If single pole switches in 3 gang box this would be one way of doing things...these could be dimmers also.


----------



## Abs777 (Feb 12, 2010)

Thanks for the info guys and Stubbie, awesome diagram, that is what I was looking for.


----------



## i conduit (Mar 25, 2010)

Stubbie said:


> You have 2400 watts available to you on a 20 amp branch circuit. be sure you stay within those limits with your lighting.


Isnt it true that you have to multiply that 2400 by 80% which would then be 1920 watts available?

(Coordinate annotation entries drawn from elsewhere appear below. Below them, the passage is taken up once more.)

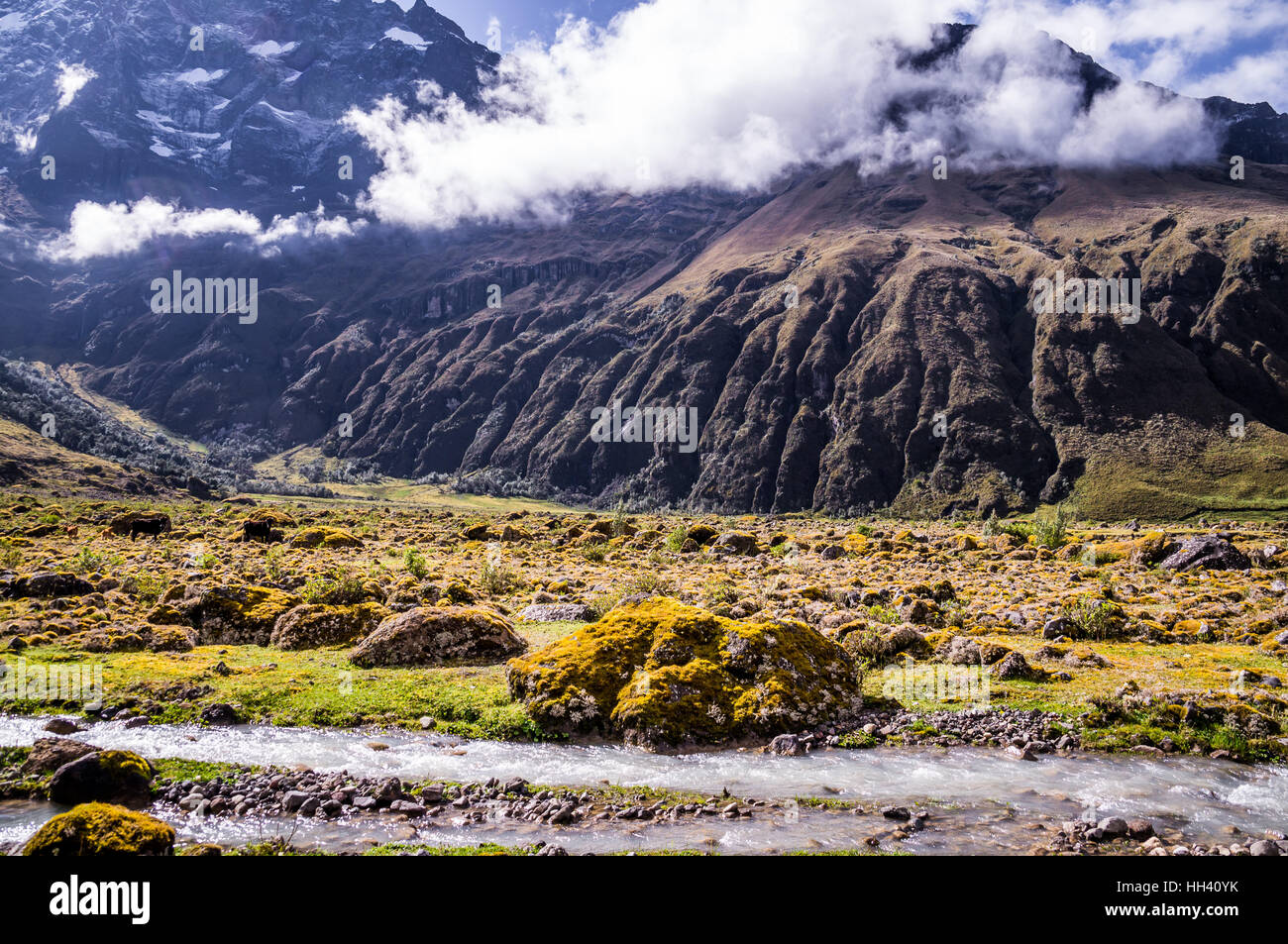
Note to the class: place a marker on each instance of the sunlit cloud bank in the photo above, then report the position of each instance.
(116, 230)
(734, 93)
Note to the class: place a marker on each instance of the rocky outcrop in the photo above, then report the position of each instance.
(102, 829)
(116, 777)
(437, 636)
(664, 675)
(309, 626)
(1207, 552)
(237, 614)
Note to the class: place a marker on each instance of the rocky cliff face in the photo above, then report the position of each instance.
(246, 111)
(845, 342)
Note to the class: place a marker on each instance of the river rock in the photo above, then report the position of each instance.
(117, 777)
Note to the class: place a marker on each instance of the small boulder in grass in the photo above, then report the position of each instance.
(438, 636)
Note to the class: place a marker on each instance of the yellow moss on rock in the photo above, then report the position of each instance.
(102, 829)
(239, 616)
(661, 674)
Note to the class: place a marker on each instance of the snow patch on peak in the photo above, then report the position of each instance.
(407, 38)
(200, 76)
(71, 78)
(270, 48)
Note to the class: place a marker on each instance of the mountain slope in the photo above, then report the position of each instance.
(848, 342)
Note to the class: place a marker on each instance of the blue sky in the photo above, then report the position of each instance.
(1234, 48)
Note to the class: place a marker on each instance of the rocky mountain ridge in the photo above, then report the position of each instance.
(848, 343)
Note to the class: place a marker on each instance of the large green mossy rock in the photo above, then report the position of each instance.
(664, 675)
(102, 829)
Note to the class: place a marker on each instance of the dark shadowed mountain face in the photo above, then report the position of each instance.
(844, 342)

Please correct me if I am wrong.


----------



## secutanudu (Mar 15, 2009)

If it's simply a lighting circuit (known load) it's ok to come pretty close to the actual wattage limit. If you have outlets on the circuit, different story, because you never know what you will plug in. It might make sense to leave a little headroom, though, because maybe you'll want to add to it someday.


----------



## brric (Mar 5, 2010)

i conduit said:


> Isnt it true that you have to multiply that 2400 by 80% which would then be 1920 watts available?
> 
> Please correct me if I am wrong.


Yes you are wrong. A 20 amp 120 volt circuit will provide 2400 watts. A continuous load for 3 hrs or more is limited to 1920 watts.


----------



## Stubbie (Jan 7, 2007)

brric said:


> Yes you are wrong. A 20 amp 120 volt circuit will provide 2400 watts. A continuous load for 3 hrs or more is limited to 1920 watts.


Thanks Brric for answering that question, it is a very common misconception by a lot of people. We often have to claify when the 80% deration applies to branch circuits as this question keeps popping up.....:thumbsup:


----------



## brric (Mar 5, 2010)

Stubbie said:


> Thanks Brric for answering that question, it is a very common misconception by a lot of people. We often have to claify when the 80% deration applies to branch circuits as this question keeps popping up.....:thumbsup:


YW. It's misunderstood by a lot of people including a lot of experienced electricians.


----------



## i conduit (Mar 25, 2010)

brric said:


> A continuous load for 3 hrs or more is limited to 1920 watts.


Thanks for the clarification. But what would be considered to need a continuous load for 3 hours or more?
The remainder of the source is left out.